James Carpinello's Sonny seems to have spent a LOT of time in Queens instead of Los Angeles. More than once, I heard line deliveries a la disco-boy Tony Manero, rather than artist-boy Sonny Malone. He gives an earnest performance, but doesn't quite manage the polish that Ms. Butler delivers opposite him.

There's one scene when Clio has returned to Mt Olympus to face her father Zeus for her actions (making art and falling in love with a mortal) that points up whyTony Roberts must have taken the role of Danny Maguire. Sonny shows up, having followed Clio, and points out that the scene looks just like one from "Clash of the Titans" with Lawrence Olivier as Zeus, Maggie Smith as Thetis, Ursula Andress as Aphrodite and Claire Bloom as Hera. (In this go-round, Mr. Roberts is Zeus - didn't get any Olivier from him, and Jackie Hoffman's Ursula Andress-Aphrodite sounded a bit like the Governator - funny though. Only Anika Larsen's Thetis came close to Miss Smith.) He asks them (paraphrasing) "What were you guys thinking? In a crap movie like that - just playing it for the paycheck?" Wasted in this role of Danny Maguire, I can't help wondering the same thing for Mr. Roberts. He doesn't have much to do, and that which he does isn't written very well.

The evil Muses: Mary Testa as Melpomene (who was mother of the Sirens - "My daughters, the sirens? They never call!") and Jackie Hoffman as Calliope ("I'm not wearing a bra.") camp it up and have a grand time, particularly during their rendition of "Evil Woman" backed up by the sirens with black ostrich-plume fans (Chicago, anyone?).
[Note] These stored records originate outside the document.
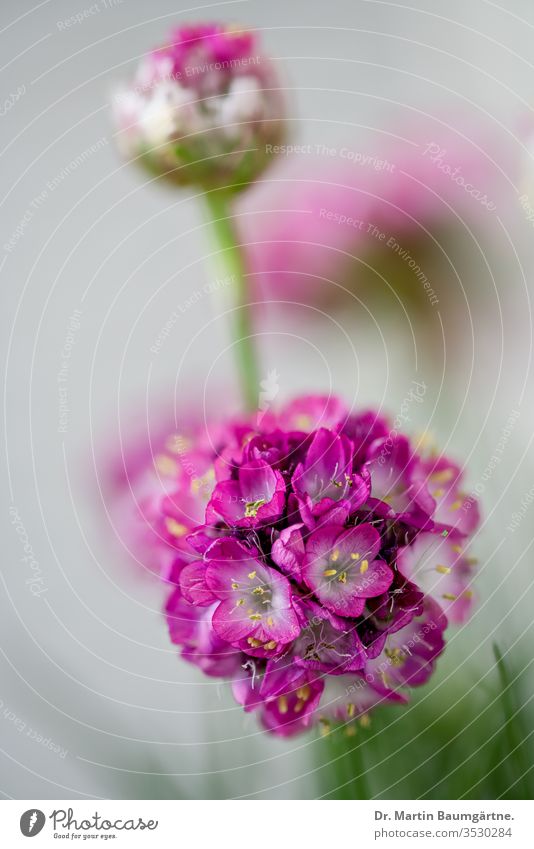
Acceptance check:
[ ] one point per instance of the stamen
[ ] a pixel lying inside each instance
(252, 507)
(304, 693)
(175, 528)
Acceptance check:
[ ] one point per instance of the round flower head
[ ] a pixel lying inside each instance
(203, 108)
(312, 557)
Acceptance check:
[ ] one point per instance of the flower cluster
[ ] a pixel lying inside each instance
(203, 108)
(313, 558)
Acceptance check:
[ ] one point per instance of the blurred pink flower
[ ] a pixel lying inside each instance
(304, 227)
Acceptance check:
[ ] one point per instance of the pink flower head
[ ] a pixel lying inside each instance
(203, 108)
(325, 563)
(315, 225)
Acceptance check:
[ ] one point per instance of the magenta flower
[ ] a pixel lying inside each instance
(311, 560)
(308, 228)
(203, 108)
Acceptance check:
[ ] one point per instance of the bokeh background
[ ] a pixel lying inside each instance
(93, 699)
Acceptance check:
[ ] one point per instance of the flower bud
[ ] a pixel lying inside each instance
(203, 109)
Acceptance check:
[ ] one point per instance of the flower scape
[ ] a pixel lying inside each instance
(312, 557)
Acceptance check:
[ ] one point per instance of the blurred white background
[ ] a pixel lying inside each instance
(87, 663)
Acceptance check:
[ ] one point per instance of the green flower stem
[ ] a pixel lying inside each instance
(343, 774)
(227, 240)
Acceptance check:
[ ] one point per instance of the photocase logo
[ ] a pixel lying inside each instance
(32, 822)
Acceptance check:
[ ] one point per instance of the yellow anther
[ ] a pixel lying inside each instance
(175, 528)
(443, 476)
(396, 656)
(252, 507)
(324, 726)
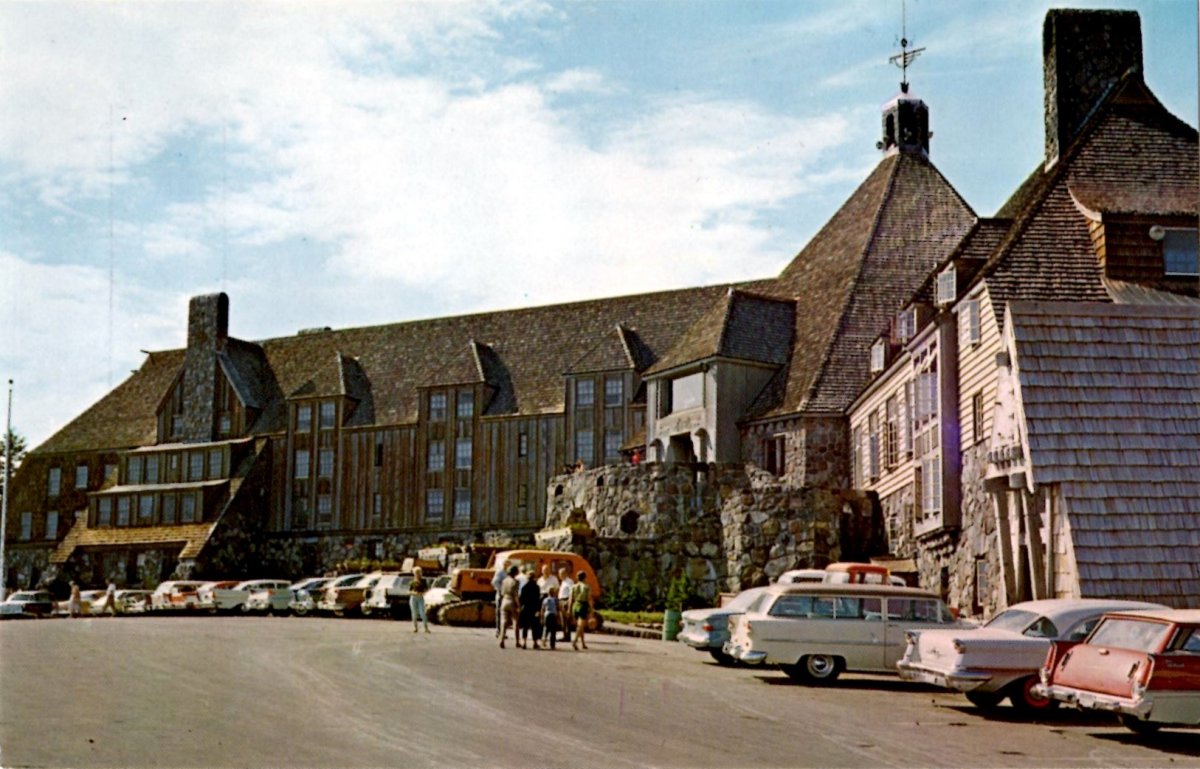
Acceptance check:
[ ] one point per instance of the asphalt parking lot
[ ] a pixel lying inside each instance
(256, 691)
Musically, the show is firmly entrenched in the world of the Electric Light Orchestra from the movie soundtrack. Some songs have been added (the afore-mentioned "Evil Woman") along with "Strange Magic," "Fool," and "Have You Never Been Mellow." I was a bit disappointed in the "Dancin' " segment. Of the songs from the original movie, this was one that would seem to have offered an opportunity for a really impressive number with the mix of the 1940's style from Danny's memory, to Sonny's vision for the 1980's "Apex of the Arts" roller disco. Curtis Holbrook, dancing as a Young Danny in a flashback with Clio/Tangerine shows some superior tap skill, which could have been called on again for the "Dancin' " number that followed.

Douglas Carter Beane has beaten my fellow blogger Gil at Broadway Abridged to the punch with his book. Just check out his latest abridged show to see what I mean. Dan Knechtges' choreography drags the audience back to the days of "Solid Gold" from the outset. Some performers are more comfortable than others on roller skates, but repetition in previews will iron out any remaining wrinkles there. David Gallo's rink set evokes both a LA setting as well as lending itself to the Greek themes that periodically arise. Howell Binkley's lights complement nicely. I did wonder why the projection (using the circular mirror) of Sonny's chalk drawing of the Muses in the opening was upside down to the audience, though - difficult to recognize and connect the Muses to the actors when they enter in the opening number. David Zinn seems to have had a grand time creating the melange of Greek and 1980s revival costumes.

In the end, it's great fun and camp, but it still seems like it would be better suited in an Off-Broadway setting.

1 comment:

KC said...

Revivals. Revivals of revivals. Adaptations of things better left alone. Swaps between The West End and The Great White Way...

Can someone please come up with something new? Anyone?